Coal shipments are down and a looming nationwide railroad strike likely will make it worse
Shipments of coal to U.S. power plants fell significantly over the last decade, which is notable for Wyoming as its the top producer of coal in the country.
The U.S. Energy Information Administration (EIA) released new data showing that from 2010 to 2021 coal shipments to U.S. power plants fell by about half.
This does not come as a huge surprise, as demand for coal fired electricity in the country has significantly declined over the last 20 years. The market has shifted to favor natural gas and renewables, causing many coal-fired power plants to shut down. About 20 years ago, coal accounted for 50 percent of electricity, now it is about 22 percent.
“Obviously, with power producers needing to provide power to their customers at the lowest price, natural gas was very much a very attractive option,” Travis Deti, the executive director of the Wyoming Mining Association, said. “That and with public policy and climate change issues, coal was kind of in the sights to go down a little bit.”
However, Deti added the state actually saw a large bump in demand for coal over the last year.
“Wyoming coal is competitive when natural gas prices are around $2.50 in that range, and they've been, heck, they've been up over $8 at points this year,” he said.
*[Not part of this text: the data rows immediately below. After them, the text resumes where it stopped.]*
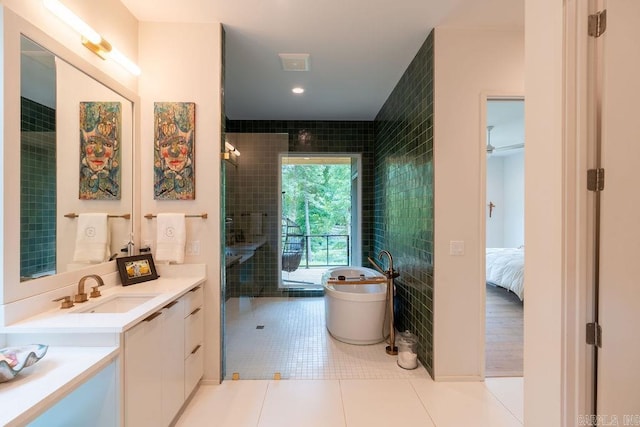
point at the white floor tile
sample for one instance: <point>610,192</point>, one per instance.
<point>456,404</point>
<point>510,392</point>
<point>382,403</point>
<point>232,403</point>
<point>303,403</point>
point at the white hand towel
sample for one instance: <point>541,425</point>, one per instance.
<point>171,238</point>
<point>92,238</point>
<point>255,224</point>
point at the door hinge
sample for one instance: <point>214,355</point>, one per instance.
<point>594,334</point>
<point>598,23</point>
<point>595,179</point>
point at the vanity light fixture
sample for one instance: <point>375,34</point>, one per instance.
<point>90,37</point>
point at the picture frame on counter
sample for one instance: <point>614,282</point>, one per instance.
<point>136,269</point>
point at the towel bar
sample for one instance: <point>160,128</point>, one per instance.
<point>75,215</point>
<point>203,216</point>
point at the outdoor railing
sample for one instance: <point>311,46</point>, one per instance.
<point>335,248</point>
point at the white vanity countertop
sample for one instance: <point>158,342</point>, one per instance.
<point>163,290</point>
<point>40,386</point>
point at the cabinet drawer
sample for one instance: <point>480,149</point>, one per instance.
<point>193,370</point>
<point>193,331</point>
<point>193,299</point>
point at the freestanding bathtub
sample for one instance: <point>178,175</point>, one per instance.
<point>355,313</point>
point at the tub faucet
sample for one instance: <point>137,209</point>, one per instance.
<point>391,274</point>
<point>82,295</point>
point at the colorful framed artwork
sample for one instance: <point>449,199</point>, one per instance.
<point>100,136</point>
<point>136,269</point>
<point>174,151</point>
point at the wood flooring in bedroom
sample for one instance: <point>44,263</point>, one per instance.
<point>504,337</point>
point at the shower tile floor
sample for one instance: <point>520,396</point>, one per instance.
<point>266,336</point>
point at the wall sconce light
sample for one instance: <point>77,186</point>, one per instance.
<point>90,38</point>
<point>230,154</point>
<point>231,149</point>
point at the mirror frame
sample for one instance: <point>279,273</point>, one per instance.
<point>13,28</point>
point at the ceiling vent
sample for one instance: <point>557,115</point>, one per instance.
<point>294,61</point>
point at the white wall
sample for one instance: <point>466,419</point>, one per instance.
<point>505,188</point>
<point>496,59</point>
<point>544,212</point>
<point>495,195</point>
<point>514,200</point>
<point>186,64</point>
<point>110,18</point>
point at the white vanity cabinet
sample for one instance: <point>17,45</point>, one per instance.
<point>143,372</point>
<point>194,337</point>
<point>172,361</point>
<point>163,361</point>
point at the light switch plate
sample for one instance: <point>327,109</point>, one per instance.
<point>456,247</point>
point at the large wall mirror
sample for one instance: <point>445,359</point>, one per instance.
<point>76,157</point>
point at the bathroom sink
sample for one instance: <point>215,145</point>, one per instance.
<point>116,304</point>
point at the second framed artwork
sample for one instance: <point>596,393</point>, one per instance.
<point>136,269</point>
<point>174,151</point>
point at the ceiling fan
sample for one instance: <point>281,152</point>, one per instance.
<point>491,148</point>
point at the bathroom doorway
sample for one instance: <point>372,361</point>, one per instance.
<point>320,216</point>
<point>504,232</point>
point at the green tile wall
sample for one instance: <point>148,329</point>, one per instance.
<point>403,221</point>
<point>38,193</point>
<point>311,137</point>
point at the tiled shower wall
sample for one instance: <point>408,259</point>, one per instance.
<point>38,189</point>
<point>404,196</point>
<point>262,174</point>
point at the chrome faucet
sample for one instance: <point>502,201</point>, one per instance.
<point>82,296</point>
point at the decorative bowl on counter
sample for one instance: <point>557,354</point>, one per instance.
<point>15,359</point>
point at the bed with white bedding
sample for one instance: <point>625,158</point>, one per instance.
<point>505,268</point>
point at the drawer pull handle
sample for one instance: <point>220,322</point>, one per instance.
<point>153,316</point>
<point>171,304</point>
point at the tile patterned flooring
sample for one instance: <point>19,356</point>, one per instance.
<point>331,383</point>
<point>265,336</point>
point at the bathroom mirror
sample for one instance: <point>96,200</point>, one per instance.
<point>54,156</point>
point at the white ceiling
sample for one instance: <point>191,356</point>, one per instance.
<point>359,48</point>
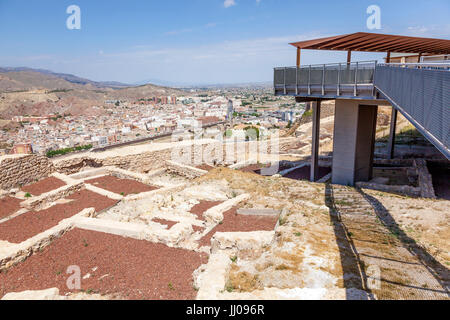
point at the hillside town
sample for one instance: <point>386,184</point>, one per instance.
<point>134,120</point>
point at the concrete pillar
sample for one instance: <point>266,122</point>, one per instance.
<point>353,142</point>
<point>391,141</point>
<point>314,176</point>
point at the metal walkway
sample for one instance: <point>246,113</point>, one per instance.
<point>421,92</point>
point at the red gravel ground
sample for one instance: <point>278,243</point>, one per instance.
<point>251,168</point>
<point>43,186</point>
<point>201,207</point>
<point>305,172</point>
<point>126,268</point>
<point>197,228</point>
<point>233,222</point>
<point>9,205</point>
<point>168,223</point>
<point>32,223</point>
<point>119,186</point>
<point>205,167</point>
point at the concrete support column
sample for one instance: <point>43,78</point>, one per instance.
<point>391,142</point>
<point>314,176</point>
<point>354,141</point>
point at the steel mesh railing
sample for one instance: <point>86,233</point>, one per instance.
<point>422,93</point>
<point>325,75</point>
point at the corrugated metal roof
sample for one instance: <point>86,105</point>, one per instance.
<point>375,42</point>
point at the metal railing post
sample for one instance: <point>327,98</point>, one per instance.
<point>309,81</point>
<point>323,80</point>
<point>339,81</point>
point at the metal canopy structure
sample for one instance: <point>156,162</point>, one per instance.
<point>375,42</point>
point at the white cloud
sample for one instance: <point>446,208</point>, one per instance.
<point>229,3</point>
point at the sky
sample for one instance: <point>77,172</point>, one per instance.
<point>196,41</point>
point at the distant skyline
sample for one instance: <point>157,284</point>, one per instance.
<point>196,41</point>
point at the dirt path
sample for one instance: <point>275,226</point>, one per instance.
<point>371,240</point>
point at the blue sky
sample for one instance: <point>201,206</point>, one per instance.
<point>195,41</point>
The EIA data also reflects that, with shipments increasing five percent in 2021 compared to 2020.
Deti said he is forecasting a relatively good production year, but that does not mean the coal can actually be shipped, as the industry is heavily reliant on railroads. In fact, 70 percent is shipped via railroads.
“And unfortunately, the railroads didn't keep pace, and they haven't kept pace. And they've got a lot of issues that they're dealing with right now,” Deti said.
Railroad union workers are threatening a nationwide strike over pay and sick leave policies. The strike was averted in September due to a tentative agreement between workers and companies that was brokered by the White House; however, union members ultimately rejected the deal putting a strike back on the table.
Deti speculated a strike could come by the end of November, which would halt all coal shipments.